I sigh and sit back down. “My parents got divorced when I was ten. Their relationship was rocky for as long as I could remember though. They always put me in the middle of their stupid fights, which made it pretty hard to bond with them over anything else.”

“Did it ever get better though? Do you still talk with your parents?”

“I think it only got worse. I was relieved when they split, but it turned out they were holding themselves back when they lived together. Once they had a taste of being apart, it was impossible for them to be in the same room together. Growing up around that, it makes it hard to believe in love, you know? Then I had to go and make some decisions that only drove a bigger wedge between me and my parents.” I stop, not willing to go any further. I’ve already said more than I ever planned to tell Olivia. How’d she do that?

She reaches out to me, gently tracing her finger across the top of my hand, over and over. Somehow the action relaxes me. “Is that why you said you haven’t been so lucky to have unconditional love that lasts… because your parents couldn’t set aside their differences to stay together?”

I open my mouth and then quickly clamp it shut, casting my gaze down to my lap. “Yeah, for starters.”

“What else?”

“I don’t want to talk about it.”

Silence falls over us like a wet blanket. It quickly becomes too much for me to handle. Clapping my hands together, I say, “Okay, well that’s enough of that Debbie-downer shit. Is there a different way I can help you?”
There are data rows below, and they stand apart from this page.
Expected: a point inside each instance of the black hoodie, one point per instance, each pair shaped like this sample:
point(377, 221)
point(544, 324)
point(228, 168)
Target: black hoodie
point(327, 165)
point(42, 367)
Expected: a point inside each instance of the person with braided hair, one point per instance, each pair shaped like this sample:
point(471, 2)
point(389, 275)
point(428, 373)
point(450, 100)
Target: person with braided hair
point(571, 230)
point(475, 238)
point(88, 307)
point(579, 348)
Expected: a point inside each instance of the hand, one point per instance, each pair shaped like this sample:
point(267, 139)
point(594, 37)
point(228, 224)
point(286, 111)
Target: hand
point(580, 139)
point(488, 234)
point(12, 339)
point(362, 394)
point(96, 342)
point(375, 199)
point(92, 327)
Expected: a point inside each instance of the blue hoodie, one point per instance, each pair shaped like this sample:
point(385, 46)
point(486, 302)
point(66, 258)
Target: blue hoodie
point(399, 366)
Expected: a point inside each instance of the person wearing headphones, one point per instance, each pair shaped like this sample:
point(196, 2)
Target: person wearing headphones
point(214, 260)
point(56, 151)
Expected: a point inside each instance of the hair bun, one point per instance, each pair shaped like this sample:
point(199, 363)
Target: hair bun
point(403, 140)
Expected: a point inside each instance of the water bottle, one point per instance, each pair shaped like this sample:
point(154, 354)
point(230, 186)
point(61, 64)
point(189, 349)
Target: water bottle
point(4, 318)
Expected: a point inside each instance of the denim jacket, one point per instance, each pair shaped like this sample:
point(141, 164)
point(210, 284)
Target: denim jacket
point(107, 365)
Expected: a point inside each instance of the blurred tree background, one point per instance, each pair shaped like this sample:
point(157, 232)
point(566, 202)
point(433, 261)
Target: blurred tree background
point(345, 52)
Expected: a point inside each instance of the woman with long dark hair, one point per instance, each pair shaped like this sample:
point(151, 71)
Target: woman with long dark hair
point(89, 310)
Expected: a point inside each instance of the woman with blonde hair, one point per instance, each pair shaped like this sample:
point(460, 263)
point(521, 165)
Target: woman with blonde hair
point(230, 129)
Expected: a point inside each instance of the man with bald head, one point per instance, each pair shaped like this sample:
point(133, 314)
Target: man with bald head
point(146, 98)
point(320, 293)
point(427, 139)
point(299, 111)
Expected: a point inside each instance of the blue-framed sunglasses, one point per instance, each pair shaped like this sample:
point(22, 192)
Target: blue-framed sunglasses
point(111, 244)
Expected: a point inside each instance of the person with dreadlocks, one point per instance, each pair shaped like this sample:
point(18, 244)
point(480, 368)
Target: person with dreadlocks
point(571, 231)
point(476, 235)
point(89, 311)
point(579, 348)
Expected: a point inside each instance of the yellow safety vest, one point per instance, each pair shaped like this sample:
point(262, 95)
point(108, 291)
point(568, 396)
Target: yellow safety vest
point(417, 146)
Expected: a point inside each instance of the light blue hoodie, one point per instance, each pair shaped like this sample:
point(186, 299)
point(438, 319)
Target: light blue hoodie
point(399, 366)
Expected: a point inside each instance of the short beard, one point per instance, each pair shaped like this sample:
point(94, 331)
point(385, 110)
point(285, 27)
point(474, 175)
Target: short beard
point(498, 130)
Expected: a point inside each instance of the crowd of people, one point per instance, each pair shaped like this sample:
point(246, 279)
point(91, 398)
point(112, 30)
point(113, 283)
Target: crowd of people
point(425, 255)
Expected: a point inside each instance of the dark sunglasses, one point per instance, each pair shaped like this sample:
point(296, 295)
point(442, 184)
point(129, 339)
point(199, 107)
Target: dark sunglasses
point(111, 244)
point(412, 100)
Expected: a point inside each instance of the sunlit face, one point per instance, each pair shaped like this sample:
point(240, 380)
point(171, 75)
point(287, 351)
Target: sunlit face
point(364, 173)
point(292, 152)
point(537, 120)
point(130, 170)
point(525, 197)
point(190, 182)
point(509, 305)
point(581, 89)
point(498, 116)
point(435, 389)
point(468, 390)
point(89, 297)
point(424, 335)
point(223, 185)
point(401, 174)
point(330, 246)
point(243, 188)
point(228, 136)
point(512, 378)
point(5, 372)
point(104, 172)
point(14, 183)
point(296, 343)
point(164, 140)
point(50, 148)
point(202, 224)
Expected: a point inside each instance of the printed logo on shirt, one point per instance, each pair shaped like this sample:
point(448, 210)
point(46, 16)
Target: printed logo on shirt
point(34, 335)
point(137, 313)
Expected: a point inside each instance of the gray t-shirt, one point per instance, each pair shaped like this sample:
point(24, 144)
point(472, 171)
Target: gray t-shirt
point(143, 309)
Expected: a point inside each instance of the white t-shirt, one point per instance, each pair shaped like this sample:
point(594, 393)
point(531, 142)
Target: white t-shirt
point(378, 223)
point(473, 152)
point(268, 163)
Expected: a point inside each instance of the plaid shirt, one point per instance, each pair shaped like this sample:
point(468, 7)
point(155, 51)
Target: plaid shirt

“Will you watch Dexter with me?”

“Really? That show?” Any other time I might agree because I’m slowly getting sucked into the show, but I’m worried it won’t help her. “We should watch Friends . That’ll get you laughing and help your anxiety. Dexter will just get you amped up.”
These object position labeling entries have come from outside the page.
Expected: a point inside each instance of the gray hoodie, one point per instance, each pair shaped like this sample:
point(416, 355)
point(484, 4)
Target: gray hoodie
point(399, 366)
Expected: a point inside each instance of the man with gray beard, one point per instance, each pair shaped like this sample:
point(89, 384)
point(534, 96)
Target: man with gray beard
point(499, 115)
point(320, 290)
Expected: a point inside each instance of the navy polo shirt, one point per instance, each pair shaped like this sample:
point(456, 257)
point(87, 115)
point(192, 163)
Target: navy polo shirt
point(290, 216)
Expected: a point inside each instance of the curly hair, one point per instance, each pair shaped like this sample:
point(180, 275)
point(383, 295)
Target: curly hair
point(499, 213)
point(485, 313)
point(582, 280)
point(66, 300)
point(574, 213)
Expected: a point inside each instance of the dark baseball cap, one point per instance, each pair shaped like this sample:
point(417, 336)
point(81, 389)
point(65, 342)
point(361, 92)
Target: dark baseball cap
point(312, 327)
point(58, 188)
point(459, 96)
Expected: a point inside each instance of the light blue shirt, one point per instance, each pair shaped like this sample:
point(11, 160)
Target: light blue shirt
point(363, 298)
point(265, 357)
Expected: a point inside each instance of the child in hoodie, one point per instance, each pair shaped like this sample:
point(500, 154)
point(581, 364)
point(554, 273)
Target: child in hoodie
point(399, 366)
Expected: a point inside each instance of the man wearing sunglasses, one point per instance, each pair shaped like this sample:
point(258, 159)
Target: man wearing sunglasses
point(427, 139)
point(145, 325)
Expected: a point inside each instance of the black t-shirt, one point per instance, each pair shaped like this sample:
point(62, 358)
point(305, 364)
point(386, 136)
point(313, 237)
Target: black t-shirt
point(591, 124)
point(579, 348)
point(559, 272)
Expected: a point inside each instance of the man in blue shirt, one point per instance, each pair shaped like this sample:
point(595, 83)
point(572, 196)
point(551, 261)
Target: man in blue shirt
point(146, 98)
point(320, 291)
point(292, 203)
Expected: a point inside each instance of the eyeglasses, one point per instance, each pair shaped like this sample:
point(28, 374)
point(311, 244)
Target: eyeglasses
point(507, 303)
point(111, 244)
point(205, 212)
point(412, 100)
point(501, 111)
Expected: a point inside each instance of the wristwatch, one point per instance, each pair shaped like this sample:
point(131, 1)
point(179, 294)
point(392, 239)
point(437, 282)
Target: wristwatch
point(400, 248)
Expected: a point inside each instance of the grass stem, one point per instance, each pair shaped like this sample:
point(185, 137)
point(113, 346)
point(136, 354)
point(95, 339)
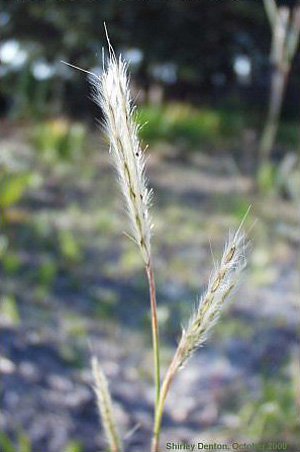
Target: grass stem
point(155, 331)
She tosses her hand out as if to say duh . “But it’ll get me amped up in a different way than before.”

I bark out in laughter and roll my eyes, the shadow of a smile gracing my lips. “How about we try one episode of Friends ? It’s just twenty minutes of your time. After that, if you don’t feel better or still want to watch Dexter , we can do that.”

She crosses her arms. “I thought I got to choose what was going to help me.”

“Not anymore.” I sweep her off her bed, throwing her over my shoulder like a sack of potatoes and carrying her up the stairs to my bedroom. That’s where the good TV is.

“Rhett! Put me down!” She wails, batting her palms against my back. Maverick starts barking at me.

“Stop resisting! Just let me take care of you for a little bit longer. It’ll all be over soon.”

“Thank God!” she says as I set her down. Our gazes meet, and there’s something there. I can feel it. I know she can feel it too. This is not just about how beautiful Olivia is or what it feels like to touch her. I actually care for Olivia as a human being. I want to protect her. I want to make her laugh. I want to protect myself from these feelings, but we’ve both knocked down some of our walls today, and I’m scared to death that without those walls, I’m beyond saving.